The Differential Relationship Between Competence and Stress Across Parent Groups for Caregivers of Children with Autism Spectrum Disorder

Thursday, May 12, 2016: 11:30 AM-1:30 PM
Hall A (Baltimore Convention Center)
B. Harrison1, S. Iadarola2, T. Smith3, K. Bearss4, C. R. Johnson5, L. Lecavalier6, N. Swiezy7, D. G. Sukhodolsky8 and L. Scahill9, (1)University of Rochester, Pittsford, NY, (2)University of Rochester Medical Center, Rochester, NY, (3)Division of Neurodevelopmental and Behavioral Pediatrics, University of Rochester Medical Center, Rochester, NY, (4)Marcus Autism Center, Children's Healthcare of Atlanta & Emory University School of Medicine, Atlanta, GA, (5)Dept of Clinical and Health Psychology, University of Florida, Gainesville, FL, (6)The Ohio State University, Columbus, OH, (7)University of Indiana, Indianapolis, IN, (8)Yale Child Study Center, Yale School of Medicine, New Haven, CT, (9)Pediatrics, Marcus Autism Center, Atlanta 30329, GA
Background: Parents of children with autism spectrum disorder (ASD) report exceptionally high levels of stress compared to parents of children with other medical or developmental conditions. Stress patterns relate to core symptomatology as well as externalizing behavior (Davis & Carter, 2008), particularly challenging behavior. Although parent training (PT) seems applicable to these concerns, data on the effects of PT on parenting stress are mixed (Strauss, 2012). Because parent characteristics are likely to influence treatment outcomes, parent variables should be evaluated as potential mediators and moderators. One promising variable is parent competence. In the literature on externalizing disorders and challenging behavior in typically developing children, PT results in increased parent competence (de Graaf et al., 2008; Graf, 2014), which is a mediator of improvement in parent and child behavior (Dekovic, 2010; Graf et al., 2012).

Objectives: Evaluate the extent to which change in parent competence relates to change in parent stress and statistically test if this relationship significantly differs between PT and a control condition (psychoeducation; PE). 

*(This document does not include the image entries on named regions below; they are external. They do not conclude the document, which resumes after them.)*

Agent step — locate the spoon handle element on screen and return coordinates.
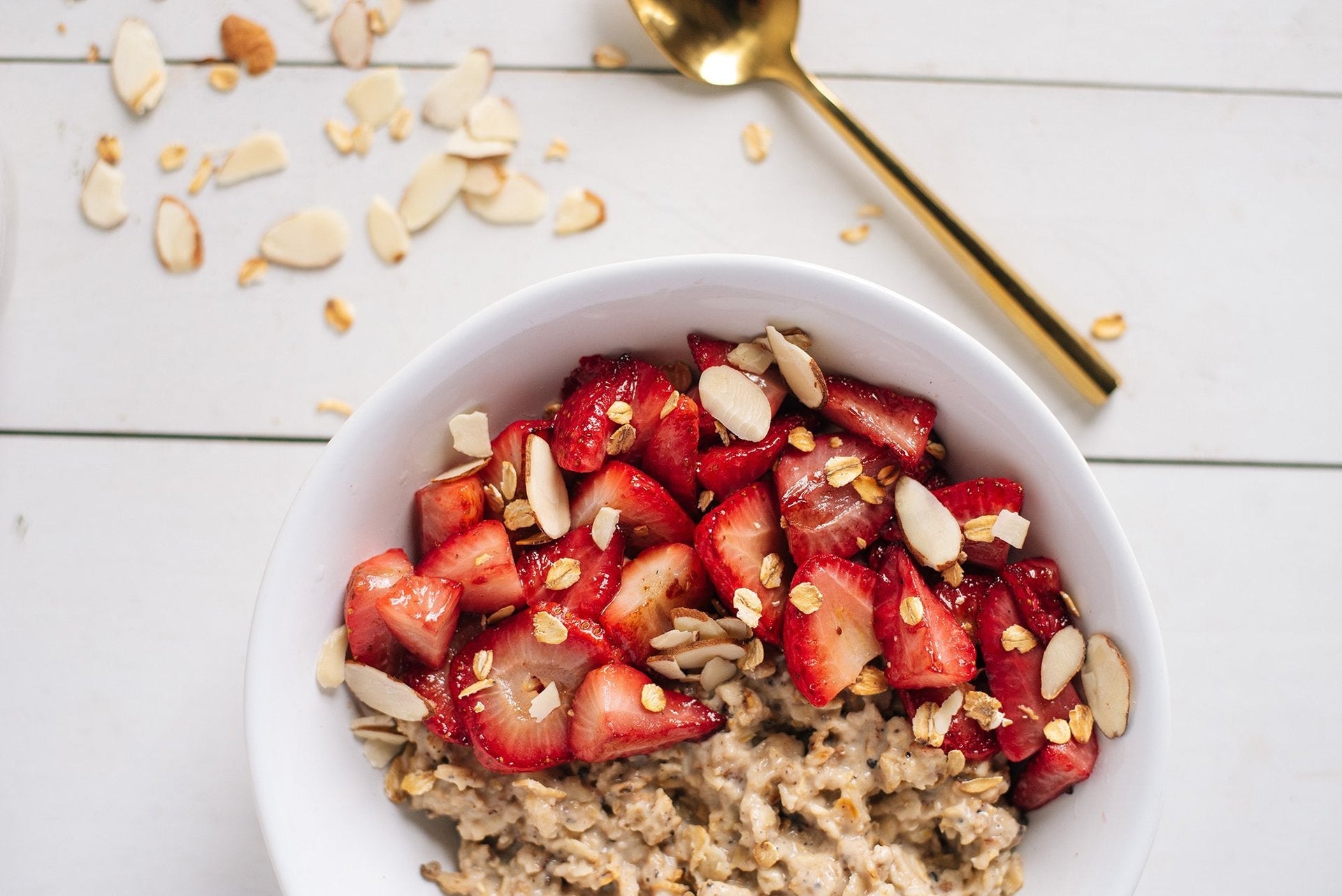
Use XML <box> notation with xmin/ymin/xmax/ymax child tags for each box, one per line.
<box><xmin>767</xmin><ymin>62</ymin><xmax>1119</xmax><ymax>405</ymax></box>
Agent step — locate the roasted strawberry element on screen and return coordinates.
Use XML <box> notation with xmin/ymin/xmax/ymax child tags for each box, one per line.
<box><xmin>782</xmin><ymin>554</ymin><xmax>881</xmax><ymax>707</ymax></box>
<box><xmin>601</xmin><ymin>542</ymin><xmax>713</xmax><ymax>663</ymax></box>
<box><xmin>414</xmin><ymin>476</ymin><xmax>484</xmax><ymax>556</ymax></box>
<box><xmin>377</xmin><ymin>575</ymin><xmax>461</xmax><ymax>668</ymax></box>
<box><xmin>875</xmin><ymin>547</ymin><xmax>976</xmax><ymax>691</ymax></box>
<box><xmin>345</xmin><ymin>547</ymin><xmax>414</xmax><ymax>674</ymax></box>
<box><xmin>569</xmin><ymin>663</ymin><xmax>726</xmax><ymax>762</ymax></box>
<box><xmin>451</xmin><ymin>604</ymin><xmax>619</xmax><ymax>772</ymax></box>
<box><xmin>773</xmin><ymin>432</ymin><xmax>897</xmax><ymax>563</ymax></box>
<box><xmin>517</xmin><ymin>526</ymin><xmax>624</xmax><ymax>620</ymax></box>
<box><xmin>932</xmin><ymin>479</ymin><xmax>1025</xmax><ymax>570</ymax></box>
<box><xmin>569</xmin><ymin>460</ymin><xmax>694</xmax><ymax>550</ymax></box>
<box><xmin>694</xmin><ymin>482</ymin><xmax>792</xmax><ymax>644</ymax></box>
<box><xmin>414</xmin><ymin>519</ymin><xmax>525</xmax><ymax>613</ymax></box>
<box><xmin>820</xmin><ymin>377</ymin><xmax>937</xmax><ymax>471</ymax></box>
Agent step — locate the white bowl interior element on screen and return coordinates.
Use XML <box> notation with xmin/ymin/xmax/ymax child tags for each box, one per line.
<box><xmin>245</xmin><ymin>256</ymin><xmax>1169</xmax><ymax>896</ymax></box>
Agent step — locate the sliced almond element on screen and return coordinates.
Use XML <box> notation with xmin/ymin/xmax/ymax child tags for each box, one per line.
<box><xmin>895</xmin><ymin>476</ymin><xmax>961</xmax><ymax>572</ymax></box>
<box><xmin>79</xmin><ymin>158</ymin><xmax>130</xmax><ymax>231</ymax></box>
<box><xmin>111</xmin><ymin>19</ymin><xmax>168</xmax><ymax>115</ymax></box>
<box><xmin>1082</xmin><ymin>635</ymin><xmax>1132</xmax><ymax>738</ymax></box>
<box><xmin>260</xmin><ymin>207</ymin><xmax>349</xmax><ymax>268</ymax></box>
<box><xmin>154</xmin><ymin>196</ymin><xmax>205</xmax><ymax>274</ymax></box>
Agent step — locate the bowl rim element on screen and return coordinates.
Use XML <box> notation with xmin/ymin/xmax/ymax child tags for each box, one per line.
<box><xmin>243</xmin><ymin>254</ymin><xmax>1170</xmax><ymax>893</ymax></box>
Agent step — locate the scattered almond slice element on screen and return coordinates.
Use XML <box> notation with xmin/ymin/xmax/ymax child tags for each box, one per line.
<box><xmin>554</xmin><ymin>188</ymin><xmax>605</xmax><ymax>236</ymax></box>
<box><xmin>368</xmin><ymin>196</ymin><xmax>411</xmax><ymax>264</ymax></box>
<box><xmin>79</xmin><ymin>158</ymin><xmax>130</xmax><ymax>231</ymax></box>
<box><xmin>260</xmin><ymin>207</ymin><xmax>349</xmax><ymax>268</ymax></box>
<box><xmin>111</xmin><ymin>19</ymin><xmax>168</xmax><ymax>115</ymax></box>
<box><xmin>420</xmin><ymin>50</ymin><xmax>494</xmax><ymax>129</ymax></box>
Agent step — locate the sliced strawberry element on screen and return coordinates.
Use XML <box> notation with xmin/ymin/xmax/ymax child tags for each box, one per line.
<box><xmin>932</xmin><ymin>479</ymin><xmax>1025</xmax><ymax>570</ymax></box>
<box><xmin>345</xmin><ymin>547</ymin><xmax>414</xmax><ymax>674</ymax></box>
<box><xmin>1011</xmin><ymin>737</ymin><xmax>1099</xmax><ymax>811</ymax></box>
<box><xmin>569</xmin><ymin>460</ymin><xmax>694</xmax><ymax>550</ymax></box>
<box><xmin>517</xmin><ymin>526</ymin><xmax>624</xmax><ymax>620</ymax></box>
<box><xmin>414</xmin><ymin>519</ymin><xmax>525</xmax><ymax>613</ymax></box>
<box><xmin>875</xmin><ymin>547</ymin><xmax>976</xmax><ymax>689</ymax></box>
<box><xmin>601</xmin><ymin>542</ymin><xmax>713</xmax><ymax>663</ymax></box>
<box><xmin>643</xmin><ymin>396</ymin><xmax>699</xmax><ymax>510</ymax></box>
<box><xmin>569</xmin><ymin>663</ymin><xmax>726</xmax><ymax>762</ymax></box>
<box><xmin>782</xmin><ymin>554</ymin><xmax>881</xmax><ymax>707</ymax></box>
<box><xmin>773</xmin><ymin>432</ymin><xmax>897</xmax><ymax>563</ymax></box>
<box><xmin>820</xmin><ymin>377</ymin><xmax>937</xmax><ymax>470</ymax></box>
<box><xmin>451</xmin><ymin>604</ymin><xmax>619</xmax><ymax>772</ymax></box>
<box><xmin>414</xmin><ymin>476</ymin><xmax>484</xmax><ymax>556</ymax></box>
<box><xmin>694</xmin><ymin>482</ymin><xmax>792</xmax><ymax>644</ymax></box>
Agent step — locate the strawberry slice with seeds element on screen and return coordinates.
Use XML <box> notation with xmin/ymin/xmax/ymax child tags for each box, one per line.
<box><xmin>601</xmin><ymin>542</ymin><xmax>713</xmax><ymax>663</ymax></box>
<box><xmin>925</xmin><ymin>479</ymin><xmax>1025</xmax><ymax>570</ymax></box>
<box><xmin>517</xmin><ymin>526</ymin><xmax>624</xmax><ymax>620</ymax></box>
<box><xmin>820</xmin><ymin>377</ymin><xmax>937</xmax><ymax>471</ymax></box>
<box><xmin>773</xmin><ymin>432</ymin><xmax>897</xmax><ymax>563</ymax></box>
<box><xmin>451</xmin><ymin>604</ymin><xmax>620</xmax><ymax>772</ymax></box>
<box><xmin>414</xmin><ymin>476</ymin><xmax>484</xmax><ymax>556</ymax></box>
<box><xmin>875</xmin><ymin>547</ymin><xmax>976</xmax><ymax>691</ymax></box>
<box><xmin>345</xmin><ymin>547</ymin><xmax>414</xmax><ymax>674</ymax></box>
<box><xmin>569</xmin><ymin>460</ymin><xmax>694</xmax><ymax>550</ymax></box>
<box><xmin>414</xmin><ymin>519</ymin><xmax>526</xmax><ymax>614</ymax></box>
<box><xmin>377</xmin><ymin>575</ymin><xmax>461</xmax><ymax>668</ymax></box>
<box><xmin>569</xmin><ymin>663</ymin><xmax>726</xmax><ymax>762</ymax></box>
<box><xmin>782</xmin><ymin>554</ymin><xmax>881</xmax><ymax>707</ymax></box>
<box><xmin>694</xmin><ymin>482</ymin><xmax>792</xmax><ymax>644</ymax></box>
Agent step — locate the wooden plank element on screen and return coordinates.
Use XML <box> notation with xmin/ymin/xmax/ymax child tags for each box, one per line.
<box><xmin>10</xmin><ymin>0</ymin><xmax>1342</xmax><ymax>92</ymax></box>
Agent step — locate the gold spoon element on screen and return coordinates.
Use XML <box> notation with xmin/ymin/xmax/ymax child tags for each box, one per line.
<box><xmin>629</xmin><ymin>0</ymin><xmax>1119</xmax><ymax>405</ymax></box>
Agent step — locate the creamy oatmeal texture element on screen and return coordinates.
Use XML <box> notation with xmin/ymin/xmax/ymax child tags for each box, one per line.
<box><xmin>373</xmin><ymin>657</ymin><xmax>1024</xmax><ymax>896</ymax></box>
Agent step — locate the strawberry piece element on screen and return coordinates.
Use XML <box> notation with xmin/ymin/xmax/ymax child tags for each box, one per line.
<box><xmin>923</xmin><ymin>479</ymin><xmax>1025</xmax><ymax>570</ymax></box>
<box><xmin>694</xmin><ymin>482</ymin><xmax>792</xmax><ymax>644</ymax></box>
<box><xmin>1011</xmin><ymin>737</ymin><xmax>1099</xmax><ymax>811</ymax></box>
<box><xmin>414</xmin><ymin>476</ymin><xmax>484</xmax><ymax>556</ymax></box>
<box><xmin>820</xmin><ymin>377</ymin><xmax>937</xmax><ymax>471</ymax></box>
<box><xmin>1001</xmin><ymin>556</ymin><xmax>1072</xmax><ymax>644</ymax></box>
<box><xmin>345</xmin><ymin>547</ymin><xmax>414</xmax><ymax>674</ymax></box>
<box><xmin>601</xmin><ymin>542</ymin><xmax>713</xmax><ymax>663</ymax></box>
<box><xmin>773</xmin><ymin>432</ymin><xmax>895</xmax><ymax>563</ymax></box>
<box><xmin>875</xmin><ymin>547</ymin><xmax>976</xmax><ymax>689</ymax></box>
<box><xmin>643</xmin><ymin>396</ymin><xmax>699</xmax><ymax>510</ymax></box>
<box><xmin>782</xmin><ymin>554</ymin><xmax>881</xmax><ymax>707</ymax></box>
<box><xmin>899</xmin><ymin>684</ymin><xmax>998</xmax><ymax>762</ymax></box>
<box><xmin>451</xmin><ymin>604</ymin><xmax>619</xmax><ymax>772</ymax></box>
<box><xmin>517</xmin><ymin>526</ymin><xmax>624</xmax><ymax>620</ymax></box>
<box><xmin>377</xmin><ymin>575</ymin><xmax>461</xmax><ymax>668</ymax></box>
<box><xmin>569</xmin><ymin>663</ymin><xmax>726</xmax><ymax>762</ymax></box>
<box><xmin>414</xmin><ymin>519</ymin><xmax>525</xmax><ymax>613</ymax></box>
<box><xmin>569</xmin><ymin>460</ymin><xmax>694</xmax><ymax>550</ymax></box>
<box><xmin>550</xmin><ymin>358</ymin><xmax>675</xmax><ymax>473</ymax></box>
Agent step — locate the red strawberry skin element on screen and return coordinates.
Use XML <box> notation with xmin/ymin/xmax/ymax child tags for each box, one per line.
<box><xmin>377</xmin><ymin>575</ymin><xmax>461</xmax><ymax>668</ymax></box>
<box><xmin>517</xmin><ymin>526</ymin><xmax>624</xmax><ymax>620</ymax></box>
<box><xmin>569</xmin><ymin>460</ymin><xmax>694</xmax><ymax>550</ymax></box>
<box><xmin>345</xmin><ymin>547</ymin><xmax>414</xmax><ymax>674</ymax></box>
<box><xmin>875</xmin><ymin>547</ymin><xmax>977</xmax><ymax>691</ymax></box>
<box><xmin>773</xmin><ymin>433</ymin><xmax>897</xmax><ymax>563</ymax></box>
<box><xmin>932</xmin><ymin>479</ymin><xmax>1025</xmax><ymax>570</ymax></box>
<box><xmin>451</xmin><ymin>604</ymin><xmax>620</xmax><ymax>772</ymax></box>
<box><xmin>569</xmin><ymin>663</ymin><xmax>726</xmax><ymax>762</ymax></box>
<box><xmin>414</xmin><ymin>476</ymin><xmax>484</xmax><ymax>556</ymax></box>
<box><xmin>820</xmin><ymin>377</ymin><xmax>937</xmax><ymax>471</ymax></box>
<box><xmin>414</xmin><ymin>519</ymin><xmax>525</xmax><ymax>613</ymax></box>
<box><xmin>782</xmin><ymin>554</ymin><xmax>881</xmax><ymax>707</ymax></box>
<box><xmin>694</xmin><ymin>482</ymin><xmax>793</xmax><ymax>644</ymax></box>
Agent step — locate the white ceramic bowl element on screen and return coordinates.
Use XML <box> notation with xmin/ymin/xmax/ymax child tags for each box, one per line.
<box><xmin>245</xmin><ymin>256</ymin><xmax>1169</xmax><ymax>896</ymax></box>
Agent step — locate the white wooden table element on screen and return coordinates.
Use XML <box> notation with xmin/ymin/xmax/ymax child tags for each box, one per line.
<box><xmin>0</xmin><ymin>0</ymin><xmax>1342</xmax><ymax>896</ymax></box>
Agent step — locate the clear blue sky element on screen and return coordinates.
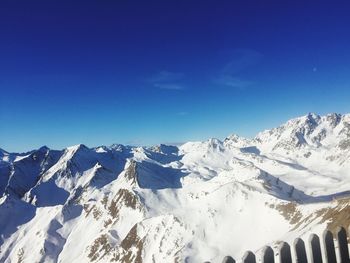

Methods: Children with ASD (age 3-7 years) and their families were randomly assigned to parent training (PT; n=89) or to psychoeducation (PE; n=91) for six months. Competence was measured with the Parent Sense of Competence (PSOC), and stress was measured with the Parenting Stress Index (PSI-SF) and Caregiver Strain Questionnaire (CGSQ). The primary child outcome measure was the Aberrant Behavior Checklist – Irritability (ABC-I). Parents completed these rating scales at baseline, week 12, and week 24 (post-treatment). A latent difference score (LDS) approach (McArdle, 2009) was used to examine group differences in initial competence and later stress, as well as whether change in competence predicted change in stress and if this relationship differed across groups.  

Results: At Week 24 (post-treatment), parents in PT showed a significant advantage over parents in PE on the PSOC (ES=.34), CGSQ (ES=.50), and Difficult Child subscale of the PSI-SF (ES=.44), although not PSI-SF total (p=.07; ES=.25). Parents in PT and PE began treatment with comparable levels of competence (p > .05) and significantly increased competence from baseline to week 12 (ps<.01), with parents in PT making greater gains than those in PE (z=1.99, p<.05). Both groups also reduced stress from Week 12 to Week 24 (ps<.05); this amount of change did not significantly differ between PT and PE. Change in competence was not significantly associated with change in stress in either PT or PE. Change in competence predicted favorable change in ABC-I (p<.05), but this relationship did not differ across groups.

Conclusions: The differentially greater increase in competence at week 12 in PT (versus PE) did not confer incremental benefit in terms of decreased stress post-treatment. This suggests that while further exploration of competence in this population is warranted, other potential parent variables that may impact treatment outcomes for children with ASD should be explored.